I am trying to implement recurrent weighted average (RWA) in pytorch code.
I just changed the RNN class to RWA from the practical pytorch’s char-rnn-classification example.
But it is giving me the error below:
---------------------------------------------------------------------------
RuntimeError Traceback (most recent call last)
in ()
20 for epoch in range(1, n_epochs + 1):
21 category, line, category_tensor, line_tensor = training_pair()
—> 22 output, loss = train(category_tensor, line_tensor)
23 current_loss += loss
24
<ipython-input-214-4bee22e367f7> in train(categroy_tensor, line_tensor)
7 loss = criterion(output, category_tensor)
8 print("loss:" , loss)
----> 9 loss.backward()
10
11 for p in rnn.parameters():
/usr/local/lib/python3.5/dist-packages/torch/autograd/variable.py in backward(self, gradient, retain_variables)

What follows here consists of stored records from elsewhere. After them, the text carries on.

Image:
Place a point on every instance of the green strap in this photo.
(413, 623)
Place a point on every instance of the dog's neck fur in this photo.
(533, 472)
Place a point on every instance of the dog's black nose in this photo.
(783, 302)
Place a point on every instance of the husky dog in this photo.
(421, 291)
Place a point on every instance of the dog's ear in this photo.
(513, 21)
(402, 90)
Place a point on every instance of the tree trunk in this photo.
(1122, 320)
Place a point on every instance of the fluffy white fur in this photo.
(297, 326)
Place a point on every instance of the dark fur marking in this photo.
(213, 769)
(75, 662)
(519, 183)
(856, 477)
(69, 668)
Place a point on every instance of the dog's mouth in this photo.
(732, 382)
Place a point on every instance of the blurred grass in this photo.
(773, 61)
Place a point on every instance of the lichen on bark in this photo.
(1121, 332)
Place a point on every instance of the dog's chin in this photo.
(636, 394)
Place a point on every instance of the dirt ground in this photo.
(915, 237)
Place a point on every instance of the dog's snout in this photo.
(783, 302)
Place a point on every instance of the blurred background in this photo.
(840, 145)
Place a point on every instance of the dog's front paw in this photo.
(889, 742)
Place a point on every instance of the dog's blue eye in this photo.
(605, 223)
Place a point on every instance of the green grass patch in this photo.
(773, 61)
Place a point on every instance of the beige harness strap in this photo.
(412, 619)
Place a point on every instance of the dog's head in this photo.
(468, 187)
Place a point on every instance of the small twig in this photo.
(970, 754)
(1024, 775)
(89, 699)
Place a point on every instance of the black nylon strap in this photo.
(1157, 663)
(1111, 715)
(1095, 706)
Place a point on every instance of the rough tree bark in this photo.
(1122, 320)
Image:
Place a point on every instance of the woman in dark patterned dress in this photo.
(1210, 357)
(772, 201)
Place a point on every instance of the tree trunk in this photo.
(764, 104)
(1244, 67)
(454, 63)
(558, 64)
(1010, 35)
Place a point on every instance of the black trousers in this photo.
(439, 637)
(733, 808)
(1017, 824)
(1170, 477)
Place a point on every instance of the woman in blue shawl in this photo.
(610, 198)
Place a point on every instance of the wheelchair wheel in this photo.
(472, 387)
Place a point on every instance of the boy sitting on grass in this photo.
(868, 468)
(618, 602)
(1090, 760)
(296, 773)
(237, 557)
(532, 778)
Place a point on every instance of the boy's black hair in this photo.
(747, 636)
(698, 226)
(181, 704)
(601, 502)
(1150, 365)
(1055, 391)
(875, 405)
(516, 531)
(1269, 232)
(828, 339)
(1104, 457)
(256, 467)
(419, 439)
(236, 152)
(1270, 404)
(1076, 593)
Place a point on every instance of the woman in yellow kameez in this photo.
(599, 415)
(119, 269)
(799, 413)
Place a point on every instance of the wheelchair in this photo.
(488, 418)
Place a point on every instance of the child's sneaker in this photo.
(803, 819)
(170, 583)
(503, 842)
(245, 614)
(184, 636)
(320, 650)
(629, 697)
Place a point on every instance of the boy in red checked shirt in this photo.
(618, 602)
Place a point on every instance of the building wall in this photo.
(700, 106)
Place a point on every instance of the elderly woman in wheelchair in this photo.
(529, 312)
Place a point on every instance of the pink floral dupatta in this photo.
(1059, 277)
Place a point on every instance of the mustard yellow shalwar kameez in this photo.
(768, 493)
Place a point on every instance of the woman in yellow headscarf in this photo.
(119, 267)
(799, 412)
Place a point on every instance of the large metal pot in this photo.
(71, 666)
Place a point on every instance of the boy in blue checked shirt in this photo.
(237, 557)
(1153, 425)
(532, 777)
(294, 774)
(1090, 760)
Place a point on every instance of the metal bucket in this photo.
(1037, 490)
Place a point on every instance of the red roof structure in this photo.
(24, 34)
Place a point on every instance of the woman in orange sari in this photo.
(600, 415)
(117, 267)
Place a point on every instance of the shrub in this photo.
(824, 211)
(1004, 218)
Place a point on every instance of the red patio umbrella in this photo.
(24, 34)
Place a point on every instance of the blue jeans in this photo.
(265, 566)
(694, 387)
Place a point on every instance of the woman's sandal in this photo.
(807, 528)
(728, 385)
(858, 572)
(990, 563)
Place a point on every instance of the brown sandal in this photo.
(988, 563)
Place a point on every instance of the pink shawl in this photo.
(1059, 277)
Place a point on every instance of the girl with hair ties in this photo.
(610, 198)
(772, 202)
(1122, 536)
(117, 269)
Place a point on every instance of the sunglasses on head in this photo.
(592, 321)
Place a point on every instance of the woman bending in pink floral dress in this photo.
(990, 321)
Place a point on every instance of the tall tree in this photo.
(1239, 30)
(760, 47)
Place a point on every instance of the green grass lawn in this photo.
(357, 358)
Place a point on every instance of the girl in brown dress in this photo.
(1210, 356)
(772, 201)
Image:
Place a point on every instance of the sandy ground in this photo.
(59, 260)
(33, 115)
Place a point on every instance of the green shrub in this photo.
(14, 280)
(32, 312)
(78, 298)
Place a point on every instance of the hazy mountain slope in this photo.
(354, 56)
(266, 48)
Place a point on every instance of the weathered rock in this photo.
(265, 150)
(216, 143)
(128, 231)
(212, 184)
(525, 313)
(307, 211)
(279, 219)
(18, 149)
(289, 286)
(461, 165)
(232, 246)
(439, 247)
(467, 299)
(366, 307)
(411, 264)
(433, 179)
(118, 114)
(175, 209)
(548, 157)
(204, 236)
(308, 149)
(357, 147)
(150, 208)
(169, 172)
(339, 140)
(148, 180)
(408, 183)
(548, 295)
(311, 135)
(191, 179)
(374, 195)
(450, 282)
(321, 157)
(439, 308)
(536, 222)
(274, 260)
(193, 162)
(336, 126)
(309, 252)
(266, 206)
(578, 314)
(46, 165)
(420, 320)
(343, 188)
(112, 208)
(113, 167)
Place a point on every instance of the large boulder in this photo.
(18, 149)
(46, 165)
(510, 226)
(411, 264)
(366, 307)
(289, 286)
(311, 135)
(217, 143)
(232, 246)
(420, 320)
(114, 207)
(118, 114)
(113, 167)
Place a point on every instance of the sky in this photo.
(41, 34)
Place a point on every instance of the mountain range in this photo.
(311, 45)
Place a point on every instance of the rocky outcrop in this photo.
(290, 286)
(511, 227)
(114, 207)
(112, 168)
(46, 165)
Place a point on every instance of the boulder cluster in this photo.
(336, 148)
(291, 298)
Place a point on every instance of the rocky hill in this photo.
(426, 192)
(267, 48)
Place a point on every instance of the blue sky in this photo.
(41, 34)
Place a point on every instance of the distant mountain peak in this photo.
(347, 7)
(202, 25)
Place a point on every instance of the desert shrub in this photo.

143 'or with gradient w.r.t. the variable')
144 gradient = self.data.new().resize_as_(self.data).fill_(1)
--> 145 self._execution_engine.run_backward((self,), (gradient,), retain_variables)
146
147 def register_hook(self, hook):
/usr/local/lib/python3.5/dist-packages/torch/autograd/_functions/basic_ops.py in backward(self, grad_output)
37
38 def backward(self, grad_output):
---> 39 a, b = self.saved_tensors
40 return grad_output.mul(b), grad_output.mul(a)
41
RuntimeError: Trying to backward through the graph second time, but the buffers have already been freed. Please specify retain_variables=True when calling backward for the first time.
The code I changed looks like below:
import torch.nn as nn
from torch.autograd import Variable
import torch.nn.functional as F
class RWA(nn.Module):
def __init__(self, input_size, hidden_size, output_size):
super(RWA, self).__init__()
self.max_steps = 1
self.batch_size = 1
self.hidden_size = hidden_size
self.n = Variable(torch.Tensor(self.batch_size, hidden_size), requires_grad=True)
self.d = Variable(torch.Tensor(self.batch_size, hidden_size), requires_grad=True)
self.x2u = nn.Linear(input_size, hidden_size)
self.c2g = nn.Linear(input_size + hidden_size, hidden_size)
self.c2q = nn.Linear(input_size + hidden_size, hidden_size)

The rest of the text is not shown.